McDermott purchased CBD oil, a cannabis extract, by mail from a pet-wellness company in hopes the oil would help alleviate pain caused by Teddy’s hip dysplasia and arthritis.
It worked. In fact, McDermott says his 12-year-old Labrador retriever defied age.
“My dog didn’t look like an old dog anymore,” McDermott said. “He looked like the Teddy I know.”
In March, Indiana Gov. Eric Holcomb signed into law Senate Enrolled Act 52, which permits Hoosiers to use cannabidiol, also known as CBD oil, as a natural remedy for health ailments.
The law states that retailers can sell only CBD products certified to be derived from industrial hemp and not marijuana and that contain less than 0.3 percent THC, the cannabis compound that produces a high.
After consulting with Teddy’s veterinarian, McDermott began adding the CBD oil to Teddy’s food.
“He developed a better appetite and more energy,” McDermott said.
Mahja Sulemanjee, a spokeswoman for Windy City Cannabis, a dispensary in Homewood and other locations throughout Chicagoland, says that as the use of medicinal marijuana and hemp products evolves in many states, so does the interest among pet owners of providing relief to their four-legged loved ones.
“The future of cannabis has a lot of different possibilities,” she said. “There will definitely be a need for this in veterinary medicine. The research is still pending, but as studies come out I can definitely see this in the future.”
According to the American Kennel Club, there has been no formal study of how CBD affects dogs. However, the organization says scientists do know that cannabinoids interact with the endocannabinoid receptors in the central and peripheral nervous systems, which help keep the body in a normal healthy state.
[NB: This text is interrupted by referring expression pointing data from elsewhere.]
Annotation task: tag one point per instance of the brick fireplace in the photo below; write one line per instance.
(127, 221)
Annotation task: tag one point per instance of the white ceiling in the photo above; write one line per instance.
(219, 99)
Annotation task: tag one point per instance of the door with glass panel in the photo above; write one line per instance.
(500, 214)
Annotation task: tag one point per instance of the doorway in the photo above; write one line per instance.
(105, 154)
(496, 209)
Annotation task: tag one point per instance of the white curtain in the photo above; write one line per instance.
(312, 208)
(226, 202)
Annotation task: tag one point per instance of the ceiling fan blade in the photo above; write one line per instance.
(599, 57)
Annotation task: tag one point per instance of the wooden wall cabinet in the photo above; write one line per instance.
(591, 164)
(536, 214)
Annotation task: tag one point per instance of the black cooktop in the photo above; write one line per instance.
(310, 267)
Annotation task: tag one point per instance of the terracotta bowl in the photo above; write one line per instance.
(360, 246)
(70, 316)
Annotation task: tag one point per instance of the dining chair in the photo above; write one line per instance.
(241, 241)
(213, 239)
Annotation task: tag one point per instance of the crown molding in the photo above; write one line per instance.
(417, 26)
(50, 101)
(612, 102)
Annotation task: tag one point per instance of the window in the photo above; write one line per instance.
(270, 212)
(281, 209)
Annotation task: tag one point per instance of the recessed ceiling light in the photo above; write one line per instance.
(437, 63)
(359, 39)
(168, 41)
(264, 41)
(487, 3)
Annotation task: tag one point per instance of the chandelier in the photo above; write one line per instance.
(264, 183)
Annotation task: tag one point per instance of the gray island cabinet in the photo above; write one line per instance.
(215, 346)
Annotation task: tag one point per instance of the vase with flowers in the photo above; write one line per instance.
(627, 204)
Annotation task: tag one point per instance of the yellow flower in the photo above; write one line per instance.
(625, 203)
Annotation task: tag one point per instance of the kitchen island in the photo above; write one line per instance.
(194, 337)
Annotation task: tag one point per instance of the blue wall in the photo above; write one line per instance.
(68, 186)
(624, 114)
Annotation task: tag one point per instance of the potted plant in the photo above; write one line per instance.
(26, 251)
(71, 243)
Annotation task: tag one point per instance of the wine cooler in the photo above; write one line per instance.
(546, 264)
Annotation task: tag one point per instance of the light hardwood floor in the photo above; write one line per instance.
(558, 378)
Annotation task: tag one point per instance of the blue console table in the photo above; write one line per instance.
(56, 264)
The American Kennel Club Canine Health Foundation is sponsoring a study underway through the Colorado State University’s College of Veterinary Medicine and Biomedical Sciences that is evaluating the use of CBD in treatment-resistant epileptic dogs.
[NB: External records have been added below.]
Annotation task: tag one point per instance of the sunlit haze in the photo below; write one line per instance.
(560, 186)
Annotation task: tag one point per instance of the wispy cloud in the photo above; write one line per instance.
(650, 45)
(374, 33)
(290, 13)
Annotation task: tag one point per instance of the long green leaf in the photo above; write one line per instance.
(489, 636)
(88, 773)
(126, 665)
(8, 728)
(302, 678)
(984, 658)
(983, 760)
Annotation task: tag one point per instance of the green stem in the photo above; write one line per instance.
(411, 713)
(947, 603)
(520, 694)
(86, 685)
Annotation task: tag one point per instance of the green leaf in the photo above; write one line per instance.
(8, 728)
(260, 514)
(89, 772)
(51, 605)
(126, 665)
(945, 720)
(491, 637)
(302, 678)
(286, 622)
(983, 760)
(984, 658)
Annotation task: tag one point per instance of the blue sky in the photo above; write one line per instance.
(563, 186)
The U.S. Food and Drug Administration has not approved CBD, nor issued a dosing chart, which is why the American Kennel Club recommends working closely with a veterinarian to determine whether any new medication or supplement is advisable and in what dosage.
For McDermott, providing Teddy with CBD oils has breathed new life into him and made him somewhat of a celebrity.
At the end of last year, before the law made it clear CBD oils were legal under certain guidelines, Indiana Attorney General Curtis Hill pronounced that cannabidiol was illegal to purchase in the state, even saying that McDermott was in violation of Indiana law for purchasing and giving the oil to his dog.
The controversy gave Teddy newfound fame, but also brought awareness to the benefits of CBD oils, McDermott says.
“It inspired other people to try this with their pets,” he said.